Gül, yargı ile hükümet arasındaki gerilime de işaret ederek "Geride bıraktığımız sürece baktığımızda, en sert tartışmaların yargının tarafsızlığı ve bağımsızlığı etrafında sürdürülmüş olduğunu ve bu konuda bir saflaşmanın ortaya çıktığını gördük. Bu tartışma ortamının en büyük riski, 'mülkün temeli' olduğuna inandığımız 'adalet'in işleyişinde küçük de olsa bir sapma veya aksamanın ortaya çıkma ihtimalidir. Bu ihtimali, herkes tarafından fazlasıyla ciddiye alınması gereken bir tehlike olarak gördüğümü belirtmek istiyorum" dedi.

"Tutukluluk fiili mahkumiyete dönüşmemeli"
Gül, yargılama süreçlerinin çok uzamasına da değinerek, "Yargının iş yükünün fazlalığı ve bunun adaletin tecellisinde yol açtığı gecikmeler, bütün vatandaşlarımızı etkileyen en önemli sorunlar arasında yer almaktadır. Yargılama sürecindeki gecikmelerin, sebebi ne olursa olsun, tutukluluğu fiili bir mahkumiyet durumuna dönüştürmemesi gerekir. Bu tür aksaklıkların düzeltilmesi ve 'geç tecelli eden adaletin adaletsizlikten farklı olmadığı' anlayışı ile gerekli yasal düzenlemelerin en kısa zamanda hayata geçirilmesi, büyük önem taşımaktadır. Bu sorunun sadece bir yasal düzenleme konusu olmadığı, adalet mekanizmasının etkinliğinin arttırılmasının da gerekli olduğu ve bu görevin de bizzat yargı sistemine düştüğü açıktır" dedi.

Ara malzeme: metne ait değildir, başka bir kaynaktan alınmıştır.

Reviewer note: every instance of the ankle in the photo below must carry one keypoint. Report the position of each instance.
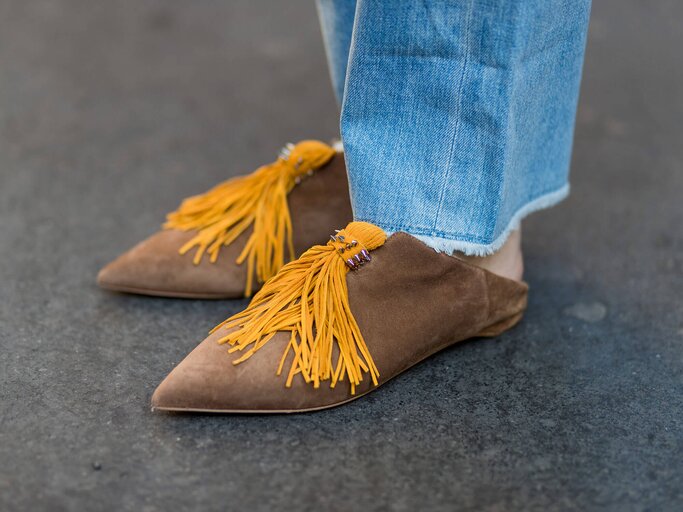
(507, 261)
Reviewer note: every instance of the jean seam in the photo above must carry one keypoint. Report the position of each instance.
(456, 130)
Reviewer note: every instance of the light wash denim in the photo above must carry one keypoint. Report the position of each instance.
(457, 116)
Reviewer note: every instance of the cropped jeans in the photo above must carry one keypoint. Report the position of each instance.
(457, 117)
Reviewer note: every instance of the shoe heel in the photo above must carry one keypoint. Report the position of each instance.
(501, 327)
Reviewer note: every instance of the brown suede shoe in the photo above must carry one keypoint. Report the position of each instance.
(240, 229)
(333, 325)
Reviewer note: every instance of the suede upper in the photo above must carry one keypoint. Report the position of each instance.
(409, 302)
(318, 204)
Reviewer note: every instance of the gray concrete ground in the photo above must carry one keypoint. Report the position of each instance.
(110, 112)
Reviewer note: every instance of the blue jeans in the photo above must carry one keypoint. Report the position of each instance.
(457, 117)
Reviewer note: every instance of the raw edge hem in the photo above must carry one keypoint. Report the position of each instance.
(449, 246)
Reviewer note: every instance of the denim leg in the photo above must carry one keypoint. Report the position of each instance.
(336, 22)
(458, 116)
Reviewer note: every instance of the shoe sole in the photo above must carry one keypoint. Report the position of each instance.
(490, 332)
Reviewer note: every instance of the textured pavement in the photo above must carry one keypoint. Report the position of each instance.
(111, 112)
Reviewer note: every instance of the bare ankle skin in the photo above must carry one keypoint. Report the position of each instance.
(507, 261)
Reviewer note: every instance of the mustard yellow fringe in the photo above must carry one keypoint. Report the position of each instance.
(309, 298)
(258, 200)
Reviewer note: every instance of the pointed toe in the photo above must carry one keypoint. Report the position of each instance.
(155, 267)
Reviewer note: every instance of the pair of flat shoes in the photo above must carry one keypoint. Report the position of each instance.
(339, 311)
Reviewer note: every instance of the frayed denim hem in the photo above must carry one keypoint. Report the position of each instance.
(449, 246)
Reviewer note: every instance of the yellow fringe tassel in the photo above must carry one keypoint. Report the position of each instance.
(309, 298)
(259, 200)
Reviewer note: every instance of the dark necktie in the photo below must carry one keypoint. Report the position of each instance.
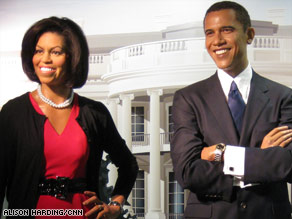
(236, 106)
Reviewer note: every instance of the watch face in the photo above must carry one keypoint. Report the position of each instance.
(220, 146)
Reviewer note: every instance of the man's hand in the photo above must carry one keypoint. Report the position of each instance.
(280, 136)
(208, 153)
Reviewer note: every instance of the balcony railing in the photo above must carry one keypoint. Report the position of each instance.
(168, 216)
(144, 140)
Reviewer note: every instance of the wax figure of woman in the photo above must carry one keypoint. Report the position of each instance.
(52, 139)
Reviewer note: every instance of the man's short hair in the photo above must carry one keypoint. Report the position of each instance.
(241, 13)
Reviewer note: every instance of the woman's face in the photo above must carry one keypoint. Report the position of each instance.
(49, 59)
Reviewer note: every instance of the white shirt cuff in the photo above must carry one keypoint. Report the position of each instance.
(234, 158)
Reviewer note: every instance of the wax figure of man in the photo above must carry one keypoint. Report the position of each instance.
(246, 176)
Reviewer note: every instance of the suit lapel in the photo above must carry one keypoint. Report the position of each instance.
(219, 107)
(256, 103)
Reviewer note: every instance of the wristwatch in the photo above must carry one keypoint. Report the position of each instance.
(114, 203)
(220, 148)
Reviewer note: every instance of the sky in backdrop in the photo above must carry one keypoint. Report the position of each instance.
(122, 16)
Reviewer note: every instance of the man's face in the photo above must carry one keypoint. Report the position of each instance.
(226, 41)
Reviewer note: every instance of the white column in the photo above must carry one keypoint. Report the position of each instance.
(126, 120)
(154, 199)
(126, 131)
(112, 105)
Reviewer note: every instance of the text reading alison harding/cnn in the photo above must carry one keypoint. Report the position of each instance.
(42, 212)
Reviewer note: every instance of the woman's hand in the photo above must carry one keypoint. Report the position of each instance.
(280, 136)
(100, 210)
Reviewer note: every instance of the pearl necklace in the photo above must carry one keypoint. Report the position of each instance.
(65, 104)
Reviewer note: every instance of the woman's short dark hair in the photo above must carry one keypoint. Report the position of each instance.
(241, 13)
(75, 47)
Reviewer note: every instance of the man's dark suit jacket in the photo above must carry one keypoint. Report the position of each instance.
(202, 118)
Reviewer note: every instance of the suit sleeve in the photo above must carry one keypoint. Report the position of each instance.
(272, 164)
(202, 177)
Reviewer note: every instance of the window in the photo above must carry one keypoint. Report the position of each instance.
(138, 196)
(138, 123)
(176, 198)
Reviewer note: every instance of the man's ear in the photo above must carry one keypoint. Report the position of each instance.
(250, 34)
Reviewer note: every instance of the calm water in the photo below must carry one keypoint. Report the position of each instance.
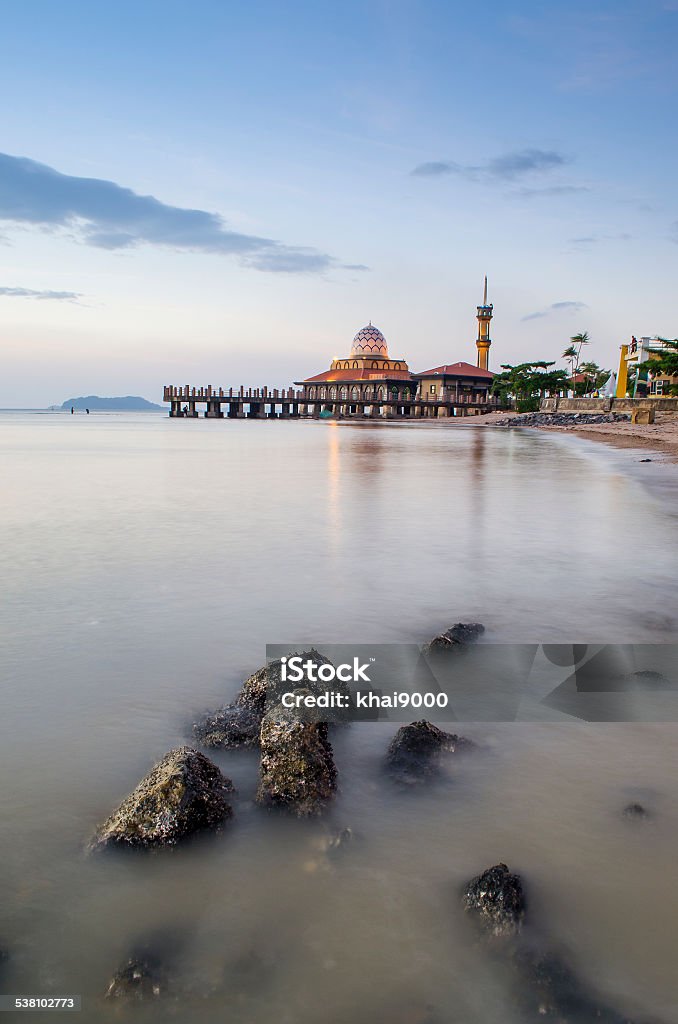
(146, 562)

"Terör ayrı Kürt sorunu ayrı"
Gül, Kürt sorununa da değinerek, "Kürt sorunu bugün ne yazık ki terörle iç içe geçmiş vaziyettedir. Yaşanan onca acıya rağmen milletimizin bir bütün olarak sağduyusu sayesinde yine de büyük mesafeler katetmiş durumdayız. Bu konudaki temel yaklaşım terörle demokratik haklar konusunu ayırmaktır. Sorunu bölücü terörden ayırarak çözmek zorundayız. Terörle mücadelede güvenlik güçlerimiz maksimum kapasiteye sahiptir, bunu herkes anladı. Bugün geldiğimiz noktada adını tartışmak yerine sivil bir irade ile yanlışlıklarla mücadele etmeli. Güvenlik güçlerimize ve vatandaşlarımıza yöneltilen tek bir silah bile olduğu müddetçe, bunun cevabı en sert şekilde verilecektir. Sorunun demokratikleşmeyle ilgili boyutunun muhatabı da çözüm zemini de Türkiye Büyük Millet Meclisi'dir" dedi.

"İran'da çözüme şans tanınmalı
Gül son olarak İran konusuna da değinerek, "Irak'ta yaşadığımız kötü tecrübeyi İran konusunda yaşamak istemiyoruz, çözüme şans tanınmalı" dedi.